“To me, fantasy has always been the genre of escape, science fiction the genre of ideas. So if you can escape and have a little idea as well, maybe you have some kind of a cross-breed between the two.” – Sheri S. Tepper
Born in Colorado on this date in 1929, Tepper wrote science fiction, horror and mystery novels and also was known for her feminist science fiction, often with an eco-feminist slant. Her novel Grass is considered a classic on this theme. Tepper employed several pen names, including A. J. Orde, E. E. Horlak, and B. J. Oliphant, and although she stared writing late in life (in her 50s) she turned out more than 50 books. Tepper started writing under the name Sheri Stewart Eberhart, first doing children’s books and poetry but then finding her niche in the sci-fi/fantasy world.

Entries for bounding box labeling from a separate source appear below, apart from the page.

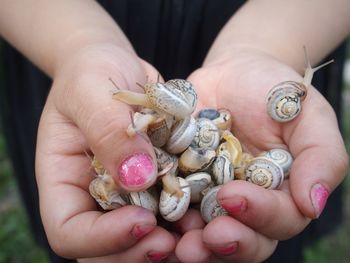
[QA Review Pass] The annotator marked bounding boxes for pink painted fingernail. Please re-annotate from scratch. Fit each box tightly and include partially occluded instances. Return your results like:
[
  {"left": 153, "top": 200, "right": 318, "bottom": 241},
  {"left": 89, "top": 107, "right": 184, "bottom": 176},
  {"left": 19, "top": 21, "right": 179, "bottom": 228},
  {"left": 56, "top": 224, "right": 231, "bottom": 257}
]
[
  {"left": 311, "top": 184, "right": 329, "bottom": 218},
  {"left": 209, "top": 242, "right": 238, "bottom": 256},
  {"left": 219, "top": 196, "right": 247, "bottom": 214},
  {"left": 145, "top": 251, "right": 169, "bottom": 263},
  {"left": 131, "top": 224, "right": 156, "bottom": 239},
  {"left": 118, "top": 153, "right": 157, "bottom": 191}
]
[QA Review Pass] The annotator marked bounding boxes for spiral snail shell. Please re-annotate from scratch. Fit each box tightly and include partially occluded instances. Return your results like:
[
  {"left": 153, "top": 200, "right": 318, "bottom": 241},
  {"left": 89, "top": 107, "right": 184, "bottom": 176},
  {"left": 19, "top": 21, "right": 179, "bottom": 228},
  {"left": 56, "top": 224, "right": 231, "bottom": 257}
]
[
  {"left": 159, "top": 177, "right": 191, "bottom": 222},
  {"left": 245, "top": 157, "right": 284, "bottom": 189},
  {"left": 211, "top": 155, "right": 234, "bottom": 185},
  {"left": 259, "top": 149, "right": 293, "bottom": 179},
  {"left": 191, "top": 118, "right": 220, "bottom": 150},
  {"left": 200, "top": 185, "right": 228, "bottom": 223}
]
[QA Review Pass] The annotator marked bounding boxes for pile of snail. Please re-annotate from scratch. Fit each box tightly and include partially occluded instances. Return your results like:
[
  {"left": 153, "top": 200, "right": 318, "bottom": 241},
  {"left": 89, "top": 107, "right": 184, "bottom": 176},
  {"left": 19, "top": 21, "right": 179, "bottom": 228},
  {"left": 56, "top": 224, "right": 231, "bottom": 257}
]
[{"left": 89, "top": 48, "right": 329, "bottom": 223}]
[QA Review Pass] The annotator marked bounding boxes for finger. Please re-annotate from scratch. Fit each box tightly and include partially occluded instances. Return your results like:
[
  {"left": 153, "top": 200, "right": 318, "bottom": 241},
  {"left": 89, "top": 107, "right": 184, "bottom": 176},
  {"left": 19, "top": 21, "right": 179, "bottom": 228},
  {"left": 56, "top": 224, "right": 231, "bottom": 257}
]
[
  {"left": 284, "top": 88, "right": 348, "bottom": 218},
  {"left": 175, "top": 229, "right": 212, "bottom": 263},
  {"left": 79, "top": 227, "right": 175, "bottom": 263},
  {"left": 53, "top": 55, "right": 163, "bottom": 194},
  {"left": 174, "top": 208, "right": 205, "bottom": 234},
  {"left": 217, "top": 180, "right": 310, "bottom": 240},
  {"left": 202, "top": 216, "right": 277, "bottom": 263}
]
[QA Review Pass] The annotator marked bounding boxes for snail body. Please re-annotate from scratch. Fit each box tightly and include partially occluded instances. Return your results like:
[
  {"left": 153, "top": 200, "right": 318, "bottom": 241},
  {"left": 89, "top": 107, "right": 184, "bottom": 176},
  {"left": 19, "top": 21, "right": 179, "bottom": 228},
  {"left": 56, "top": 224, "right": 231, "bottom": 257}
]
[
  {"left": 245, "top": 157, "right": 284, "bottom": 189},
  {"left": 200, "top": 185, "right": 228, "bottom": 223},
  {"left": 266, "top": 47, "right": 333, "bottom": 122},
  {"left": 185, "top": 172, "right": 212, "bottom": 203},
  {"left": 165, "top": 116, "right": 197, "bottom": 154}
]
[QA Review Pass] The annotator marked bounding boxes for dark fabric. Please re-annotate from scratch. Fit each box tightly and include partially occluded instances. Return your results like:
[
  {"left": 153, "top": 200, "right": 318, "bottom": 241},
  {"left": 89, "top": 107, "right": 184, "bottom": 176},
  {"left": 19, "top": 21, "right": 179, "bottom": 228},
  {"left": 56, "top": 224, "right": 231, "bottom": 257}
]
[{"left": 0, "top": 0, "right": 345, "bottom": 263}]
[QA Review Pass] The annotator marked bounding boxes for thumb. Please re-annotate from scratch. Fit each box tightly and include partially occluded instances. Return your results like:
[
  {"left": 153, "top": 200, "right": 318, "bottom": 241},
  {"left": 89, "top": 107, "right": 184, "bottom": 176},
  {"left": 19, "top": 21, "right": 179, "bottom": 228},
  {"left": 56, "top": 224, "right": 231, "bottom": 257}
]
[{"left": 57, "top": 59, "right": 157, "bottom": 191}]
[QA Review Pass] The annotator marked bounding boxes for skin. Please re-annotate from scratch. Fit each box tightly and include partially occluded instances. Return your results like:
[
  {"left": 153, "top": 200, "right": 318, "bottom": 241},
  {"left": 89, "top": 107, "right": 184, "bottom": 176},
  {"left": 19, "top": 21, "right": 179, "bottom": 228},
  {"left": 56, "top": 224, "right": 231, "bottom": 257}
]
[{"left": 0, "top": 0, "right": 350, "bottom": 262}]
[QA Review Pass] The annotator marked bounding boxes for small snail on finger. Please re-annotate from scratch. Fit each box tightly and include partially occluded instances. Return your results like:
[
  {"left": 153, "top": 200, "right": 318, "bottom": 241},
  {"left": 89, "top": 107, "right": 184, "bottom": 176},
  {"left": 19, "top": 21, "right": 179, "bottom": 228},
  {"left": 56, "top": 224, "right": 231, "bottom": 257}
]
[
  {"left": 113, "top": 79, "right": 197, "bottom": 119},
  {"left": 200, "top": 185, "right": 228, "bottom": 223},
  {"left": 259, "top": 149, "right": 293, "bottom": 179},
  {"left": 267, "top": 48, "right": 333, "bottom": 122}
]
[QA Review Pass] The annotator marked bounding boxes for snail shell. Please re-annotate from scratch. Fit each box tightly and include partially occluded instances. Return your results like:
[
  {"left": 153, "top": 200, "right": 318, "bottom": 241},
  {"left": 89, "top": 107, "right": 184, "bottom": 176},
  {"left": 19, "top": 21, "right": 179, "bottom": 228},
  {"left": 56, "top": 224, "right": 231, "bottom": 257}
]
[
  {"left": 144, "top": 79, "right": 197, "bottom": 119},
  {"left": 129, "top": 191, "right": 159, "bottom": 215},
  {"left": 245, "top": 157, "right": 284, "bottom": 189},
  {"left": 185, "top": 172, "right": 211, "bottom": 203},
  {"left": 89, "top": 174, "right": 128, "bottom": 210},
  {"left": 159, "top": 177, "right": 191, "bottom": 222},
  {"left": 179, "top": 146, "right": 216, "bottom": 173},
  {"left": 217, "top": 130, "right": 243, "bottom": 167},
  {"left": 165, "top": 116, "right": 197, "bottom": 154},
  {"left": 211, "top": 155, "right": 234, "bottom": 185},
  {"left": 197, "top": 108, "right": 232, "bottom": 131},
  {"left": 235, "top": 152, "right": 254, "bottom": 180},
  {"left": 267, "top": 81, "right": 307, "bottom": 122},
  {"left": 191, "top": 118, "right": 220, "bottom": 150},
  {"left": 259, "top": 149, "right": 293, "bottom": 178},
  {"left": 200, "top": 185, "right": 228, "bottom": 223}
]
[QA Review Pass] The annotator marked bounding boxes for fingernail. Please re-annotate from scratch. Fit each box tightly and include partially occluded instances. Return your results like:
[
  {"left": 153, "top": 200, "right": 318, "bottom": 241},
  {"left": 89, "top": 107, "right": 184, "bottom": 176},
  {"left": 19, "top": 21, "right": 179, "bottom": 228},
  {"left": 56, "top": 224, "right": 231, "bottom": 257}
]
[
  {"left": 219, "top": 196, "right": 247, "bottom": 214},
  {"left": 208, "top": 241, "right": 238, "bottom": 256},
  {"left": 145, "top": 251, "right": 169, "bottom": 263},
  {"left": 118, "top": 153, "right": 157, "bottom": 191},
  {"left": 311, "top": 184, "right": 329, "bottom": 218},
  {"left": 131, "top": 224, "right": 156, "bottom": 239}
]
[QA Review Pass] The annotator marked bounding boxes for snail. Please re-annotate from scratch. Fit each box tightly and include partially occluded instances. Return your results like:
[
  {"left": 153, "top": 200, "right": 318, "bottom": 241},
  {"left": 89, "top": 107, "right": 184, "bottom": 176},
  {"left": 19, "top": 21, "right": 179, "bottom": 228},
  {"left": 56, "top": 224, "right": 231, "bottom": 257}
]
[
  {"left": 165, "top": 116, "right": 197, "bottom": 154},
  {"left": 191, "top": 118, "right": 220, "bottom": 150},
  {"left": 185, "top": 172, "right": 212, "bottom": 203},
  {"left": 179, "top": 146, "right": 216, "bottom": 174},
  {"left": 200, "top": 185, "right": 228, "bottom": 223},
  {"left": 113, "top": 79, "right": 197, "bottom": 119},
  {"left": 235, "top": 152, "right": 254, "bottom": 180},
  {"left": 245, "top": 157, "right": 284, "bottom": 189},
  {"left": 89, "top": 173, "right": 128, "bottom": 210},
  {"left": 267, "top": 48, "right": 333, "bottom": 122},
  {"left": 259, "top": 149, "right": 293, "bottom": 179},
  {"left": 159, "top": 177, "right": 191, "bottom": 222},
  {"left": 217, "top": 130, "right": 243, "bottom": 167},
  {"left": 211, "top": 155, "right": 234, "bottom": 185},
  {"left": 128, "top": 189, "right": 158, "bottom": 215}
]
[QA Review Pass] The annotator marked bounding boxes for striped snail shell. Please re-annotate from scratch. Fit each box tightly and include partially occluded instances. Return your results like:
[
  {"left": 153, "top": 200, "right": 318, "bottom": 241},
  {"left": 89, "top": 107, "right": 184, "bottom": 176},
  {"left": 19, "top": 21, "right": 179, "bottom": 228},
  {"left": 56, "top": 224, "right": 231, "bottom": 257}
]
[
  {"left": 179, "top": 146, "right": 216, "bottom": 173},
  {"left": 259, "top": 149, "right": 293, "bottom": 178},
  {"left": 197, "top": 108, "right": 232, "bottom": 131},
  {"left": 165, "top": 116, "right": 197, "bottom": 154},
  {"left": 191, "top": 118, "right": 220, "bottom": 150},
  {"left": 200, "top": 185, "right": 228, "bottom": 223},
  {"left": 159, "top": 177, "right": 191, "bottom": 222},
  {"left": 267, "top": 81, "right": 307, "bottom": 122},
  {"left": 211, "top": 155, "right": 234, "bottom": 185},
  {"left": 129, "top": 189, "right": 159, "bottom": 215},
  {"left": 245, "top": 157, "right": 284, "bottom": 189},
  {"left": 144, "top": 79, "right": 197, "bottom": 119},
  {"left": 185, "top": 172, "right": 211, "bottom": 203}
]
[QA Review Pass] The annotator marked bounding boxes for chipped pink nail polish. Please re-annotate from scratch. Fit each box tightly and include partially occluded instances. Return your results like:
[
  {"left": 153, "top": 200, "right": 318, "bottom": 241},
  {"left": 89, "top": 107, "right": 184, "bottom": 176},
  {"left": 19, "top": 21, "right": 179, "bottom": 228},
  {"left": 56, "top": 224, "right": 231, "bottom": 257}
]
[
  {"left": 311, "top": 184, "right": 329, "bottom": 218},
  {"left": 118, "top": 153, "right": 156, "bottom": 191}
]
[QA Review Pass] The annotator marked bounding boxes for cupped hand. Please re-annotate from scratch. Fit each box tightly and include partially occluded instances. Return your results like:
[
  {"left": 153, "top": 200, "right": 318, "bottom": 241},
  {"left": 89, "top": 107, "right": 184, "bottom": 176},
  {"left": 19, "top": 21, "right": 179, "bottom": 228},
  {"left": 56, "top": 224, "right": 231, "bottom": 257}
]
[
  {"left": 176, "top": 48, "right": 348, "bottom": 262},
  {"left": 36, "top": 45, "right": 175, "bottom": 262}
]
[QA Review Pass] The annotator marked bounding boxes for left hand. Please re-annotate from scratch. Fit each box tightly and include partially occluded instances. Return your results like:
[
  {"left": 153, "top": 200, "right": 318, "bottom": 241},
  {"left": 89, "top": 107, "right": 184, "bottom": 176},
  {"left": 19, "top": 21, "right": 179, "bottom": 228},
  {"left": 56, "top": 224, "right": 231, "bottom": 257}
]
[{"left": 176, "top": 46, "right": 348, "bottom": 262}]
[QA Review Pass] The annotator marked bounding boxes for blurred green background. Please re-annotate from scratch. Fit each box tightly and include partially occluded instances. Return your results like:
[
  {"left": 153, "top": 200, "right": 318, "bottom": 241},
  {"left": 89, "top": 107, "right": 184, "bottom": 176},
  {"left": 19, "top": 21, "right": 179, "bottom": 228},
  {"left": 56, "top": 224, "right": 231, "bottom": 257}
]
[{"left": 0, "top": 48, "right": 350, "bottom": 263}]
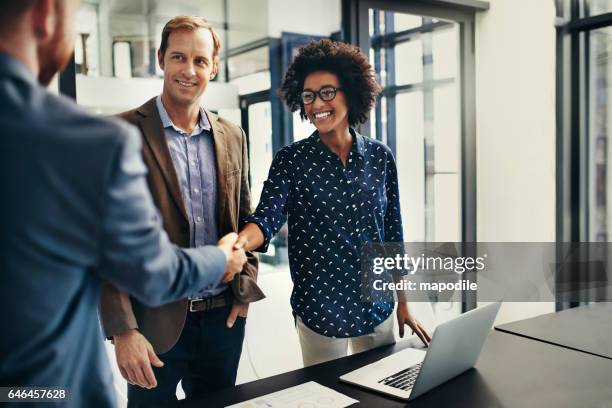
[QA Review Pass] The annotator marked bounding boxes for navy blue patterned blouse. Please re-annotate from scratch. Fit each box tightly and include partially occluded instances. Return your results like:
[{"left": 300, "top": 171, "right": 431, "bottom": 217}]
[{"left": 244, "top": 129, "right": 403, "bottom": 337}]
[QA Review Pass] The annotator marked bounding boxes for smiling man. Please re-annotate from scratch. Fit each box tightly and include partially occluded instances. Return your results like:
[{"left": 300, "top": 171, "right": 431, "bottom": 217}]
[{"left": 100, "top": 17, "right": 263, "bottom": 407}]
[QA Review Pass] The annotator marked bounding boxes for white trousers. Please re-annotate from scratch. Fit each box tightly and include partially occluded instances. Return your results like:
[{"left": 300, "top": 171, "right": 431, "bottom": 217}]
[{"left": 295, "top": 313, "right": 395, "bottom": 367}]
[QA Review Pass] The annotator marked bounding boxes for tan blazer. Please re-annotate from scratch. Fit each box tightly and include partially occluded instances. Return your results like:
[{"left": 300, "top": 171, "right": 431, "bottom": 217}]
[{"left": 100, "top": 98, "right": 265, "bottom": 354}]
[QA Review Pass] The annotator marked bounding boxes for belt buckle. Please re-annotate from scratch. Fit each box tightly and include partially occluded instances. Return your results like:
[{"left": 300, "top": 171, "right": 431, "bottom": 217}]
[{"left": 189, "top": 296, "right": 212, "bottom": 313}]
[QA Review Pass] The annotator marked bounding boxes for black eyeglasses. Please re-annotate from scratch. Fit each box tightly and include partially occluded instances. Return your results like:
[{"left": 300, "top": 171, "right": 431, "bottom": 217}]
[{"left": 300, "top": 86, "right": 342, "bottom": 105}]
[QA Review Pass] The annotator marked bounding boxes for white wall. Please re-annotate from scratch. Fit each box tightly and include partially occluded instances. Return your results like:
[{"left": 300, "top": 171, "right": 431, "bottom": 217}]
[
  {"left": 76, "top": 75, "right": 239, "bottom": 115},
  {"left": 475, "top": 0, "right": 556, "bottom": 323},
  {"left": 476, "top": 0, "right": 555, "bottom": 241},
  {"left": 268, "top": 0, "right": 342, "bottom": 38}
]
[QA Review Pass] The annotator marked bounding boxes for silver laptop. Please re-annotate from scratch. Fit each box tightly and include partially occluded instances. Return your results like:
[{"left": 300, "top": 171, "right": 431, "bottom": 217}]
[{"left": 340, "top": 302, "right": 501, "bottom": 400}]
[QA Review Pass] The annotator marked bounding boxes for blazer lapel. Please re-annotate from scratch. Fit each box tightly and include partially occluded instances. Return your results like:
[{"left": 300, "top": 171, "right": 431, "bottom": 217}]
[
  {"left": 206, "top": 111, "right": 229, "bottom": 231},
  {"left": 138, "top": 98, "right": 189, "bottom": 221}
]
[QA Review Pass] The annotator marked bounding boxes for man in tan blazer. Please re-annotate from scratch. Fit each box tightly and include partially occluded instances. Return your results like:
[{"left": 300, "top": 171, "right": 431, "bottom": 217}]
[{"left": 100, "top": 17, "right": 264, "bottom": 407}]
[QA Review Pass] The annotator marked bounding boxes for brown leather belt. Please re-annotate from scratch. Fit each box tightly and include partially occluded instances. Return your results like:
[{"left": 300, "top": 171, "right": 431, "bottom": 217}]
[{"left": 189, "top": 291, "right": 231, "bottom": 312}]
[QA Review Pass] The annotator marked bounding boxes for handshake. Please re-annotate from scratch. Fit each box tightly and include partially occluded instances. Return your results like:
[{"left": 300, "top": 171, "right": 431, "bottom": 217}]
[{"left": 217, "top": 232, "right": 247, "bottom": 283}]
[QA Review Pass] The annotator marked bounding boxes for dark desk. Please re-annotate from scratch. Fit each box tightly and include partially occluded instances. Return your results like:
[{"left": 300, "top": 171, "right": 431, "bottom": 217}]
[
  {"left": 180, "top": 331, "right": 612, "bottom": 408},
  {"left": 495, "top": 303, "right": 612, "bottom": 359}
]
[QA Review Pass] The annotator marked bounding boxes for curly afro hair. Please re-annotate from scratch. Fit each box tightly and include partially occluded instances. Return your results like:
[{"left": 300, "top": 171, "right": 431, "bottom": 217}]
[{"left": 279, "top": 39, "right": 381, "bottom": 126}]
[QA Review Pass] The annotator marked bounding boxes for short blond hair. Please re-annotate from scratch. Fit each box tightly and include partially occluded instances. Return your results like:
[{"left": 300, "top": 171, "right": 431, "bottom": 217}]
[{"left": 159, "top": 16, "right": 221, "bottom": 59}]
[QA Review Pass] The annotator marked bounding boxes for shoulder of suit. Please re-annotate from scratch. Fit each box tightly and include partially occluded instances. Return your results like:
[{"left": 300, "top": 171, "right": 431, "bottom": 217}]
[
  {"left": 206, "top": 111, "right": 244, "bottom": 139},
  {"left": 115, "top": 108, "right": 141, "bottom": 124}
]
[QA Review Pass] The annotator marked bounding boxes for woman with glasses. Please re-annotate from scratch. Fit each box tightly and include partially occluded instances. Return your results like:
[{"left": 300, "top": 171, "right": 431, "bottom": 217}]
[{"left": 237, "top": 40, "right": 430, "bottom": 366}]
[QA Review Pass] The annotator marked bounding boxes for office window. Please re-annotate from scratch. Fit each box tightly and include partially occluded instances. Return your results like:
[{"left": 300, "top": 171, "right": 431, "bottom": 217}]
[
  {"left": 557, "top": 0, "right": 612, "bottom": 242},
  {"left": 369, "top": 9, "right": 461, "bottom": 242},
  {"left": 556, "top": 0, "right": 612, "bottom": 309}
]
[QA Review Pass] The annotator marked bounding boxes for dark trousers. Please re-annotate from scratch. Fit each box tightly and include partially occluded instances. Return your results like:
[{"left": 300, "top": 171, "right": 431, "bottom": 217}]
[{"left": 128, "top": 303, "right": 246, "bottom": 408}]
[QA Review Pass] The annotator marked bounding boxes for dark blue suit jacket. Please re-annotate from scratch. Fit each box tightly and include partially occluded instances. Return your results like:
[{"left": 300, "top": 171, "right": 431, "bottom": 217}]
[{"left": 0, "top": 53, "right": 225, "bottom": 407}]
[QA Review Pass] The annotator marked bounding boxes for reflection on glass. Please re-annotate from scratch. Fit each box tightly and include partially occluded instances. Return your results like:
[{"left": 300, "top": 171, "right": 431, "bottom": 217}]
[
  {"left": 395, "top": 40, "right": 423, "bottom": 85},
  {"left": 588, "top": 27, "right": 612, "bottom": 242},
  {"left": 249, "top": 102, "right": 272, "bottom": 207},
  {"left": 584, "top": 0, "right": 612, "bottom": 16},
  {"left": 371, "top": 10, "right": 461, "bottom": 241},
  {"left": 431, "top": 24, "right": 459, "bottom": 79}
]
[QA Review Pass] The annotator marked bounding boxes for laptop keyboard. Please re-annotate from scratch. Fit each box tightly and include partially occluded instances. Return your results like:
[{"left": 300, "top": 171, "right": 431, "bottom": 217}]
[{"left": 379, "top": 362, "right": 423, "bottom": 391}]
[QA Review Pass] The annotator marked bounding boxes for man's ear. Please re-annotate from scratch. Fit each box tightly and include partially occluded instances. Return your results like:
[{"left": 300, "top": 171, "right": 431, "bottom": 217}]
[
  {"left": 157, "top": 50, "right": 164, "bottom": 71},
  {"left": 209, "top": 56, "right": 219, "bottom": 81},
  {"left": 30, "top": 0, "right": 55, "bottom": 42}
]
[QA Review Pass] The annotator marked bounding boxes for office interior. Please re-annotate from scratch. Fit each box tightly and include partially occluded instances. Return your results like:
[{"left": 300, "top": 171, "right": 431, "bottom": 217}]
[{"left": 52, "top": 0, "right": 612, "bottom": 404}]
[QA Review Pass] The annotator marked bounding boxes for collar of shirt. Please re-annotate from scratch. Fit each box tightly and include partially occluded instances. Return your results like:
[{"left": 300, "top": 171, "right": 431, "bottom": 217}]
[
  {"left": 155, "top": 95, "right": 211, "bottom": 136},
  {"left": 0, "top": 52, "right": 38, "bottom": 85},
  {"left": 310, "top": 128, "right": 365, "bottom": 158}
]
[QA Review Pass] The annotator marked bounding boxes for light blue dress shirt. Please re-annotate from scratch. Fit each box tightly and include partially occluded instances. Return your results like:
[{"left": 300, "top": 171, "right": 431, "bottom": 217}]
[{"left": 156, "top": 96, "right": 227, "bottom": 297}]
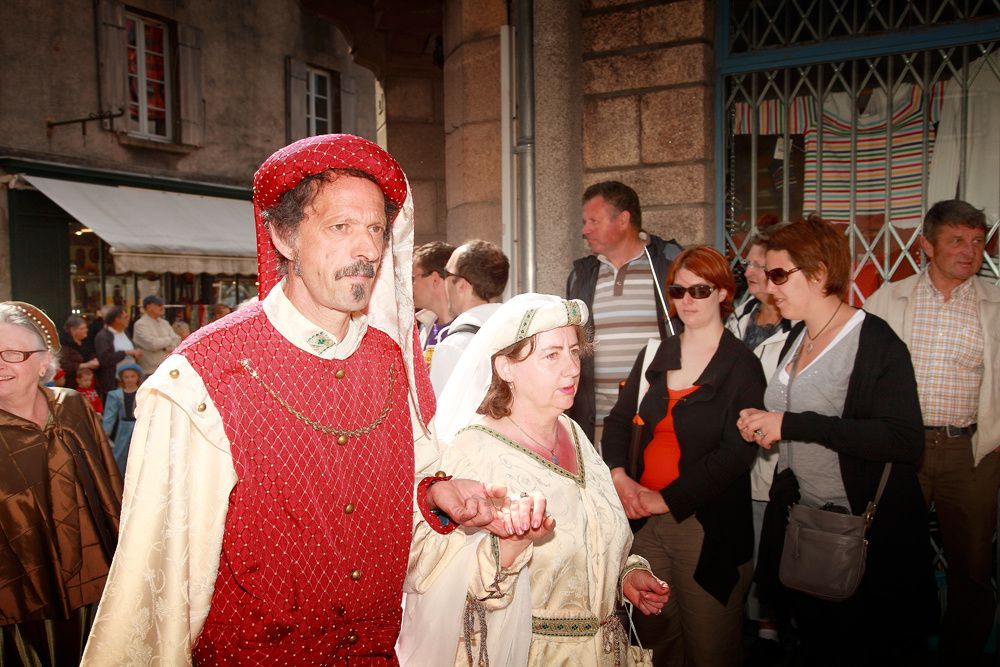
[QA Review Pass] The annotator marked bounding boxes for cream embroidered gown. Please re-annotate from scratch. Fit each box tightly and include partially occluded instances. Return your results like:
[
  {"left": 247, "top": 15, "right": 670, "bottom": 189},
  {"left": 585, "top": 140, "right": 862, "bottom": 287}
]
[{"left": 424, "top": 417, "right": 648, "bottom": 666}]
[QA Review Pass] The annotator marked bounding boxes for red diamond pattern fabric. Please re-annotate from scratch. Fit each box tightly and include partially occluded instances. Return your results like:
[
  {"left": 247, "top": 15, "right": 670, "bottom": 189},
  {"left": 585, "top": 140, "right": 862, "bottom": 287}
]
[
  {"left": 253, "top": 134, "right": 406, "bottom": 299},
  {"left": 178, "top": 304, "right": 412, "bottom": 665}
]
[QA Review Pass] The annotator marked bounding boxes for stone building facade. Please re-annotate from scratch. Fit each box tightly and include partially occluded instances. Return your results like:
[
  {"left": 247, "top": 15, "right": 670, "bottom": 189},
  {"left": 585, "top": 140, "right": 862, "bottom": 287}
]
[{"left": 0, "top": 0, "right": 715, "bottom": 318}]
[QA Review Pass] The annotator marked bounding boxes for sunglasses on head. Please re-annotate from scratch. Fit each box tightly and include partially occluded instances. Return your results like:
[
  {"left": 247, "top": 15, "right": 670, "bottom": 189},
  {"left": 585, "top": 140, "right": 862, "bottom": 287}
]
[
  {"left": 764, "top": 266, "right": 802, "bottom": 285},
  {"left": 441, "top": 269, "right": 465, "bottom": 280},
  {"left": 667, "top": 283, "right": 715, "bottom": 301}
]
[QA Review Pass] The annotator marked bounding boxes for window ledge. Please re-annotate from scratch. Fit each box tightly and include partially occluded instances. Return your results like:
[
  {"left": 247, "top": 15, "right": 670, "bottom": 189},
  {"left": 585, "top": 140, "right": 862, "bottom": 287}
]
[{"left": 118, "top": 134, "right": 198, "bottom": 155}]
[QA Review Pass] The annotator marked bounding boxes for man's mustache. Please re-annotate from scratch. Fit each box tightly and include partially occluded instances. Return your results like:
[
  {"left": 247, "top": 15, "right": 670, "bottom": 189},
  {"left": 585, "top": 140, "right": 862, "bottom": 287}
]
[{"left": 333, "top": 259, "right": 375, "bottom": 280}]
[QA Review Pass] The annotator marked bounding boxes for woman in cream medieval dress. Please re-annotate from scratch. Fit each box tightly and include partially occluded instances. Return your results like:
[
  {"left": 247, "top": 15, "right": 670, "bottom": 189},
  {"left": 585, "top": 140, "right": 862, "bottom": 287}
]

Her book The Revenants firmly established her in the genré and in the 1990s and early 2000s she wrote a couple dozen books, including two best-selling trilogies – The Marianne Series and The Arbai Trilogy, both multiple award winners, including two Hugos. Her 1992 stand-alone book, Beauty, won a Locus Award for Best Fantasy. Shortly before her death in 2016 she was given the World Fantasy Award for Lifetime Achievement.
In receiving the award she said she would encourage new writers to look into the sci-fi world. “Science fiction,” she said, “still is an idea genré.”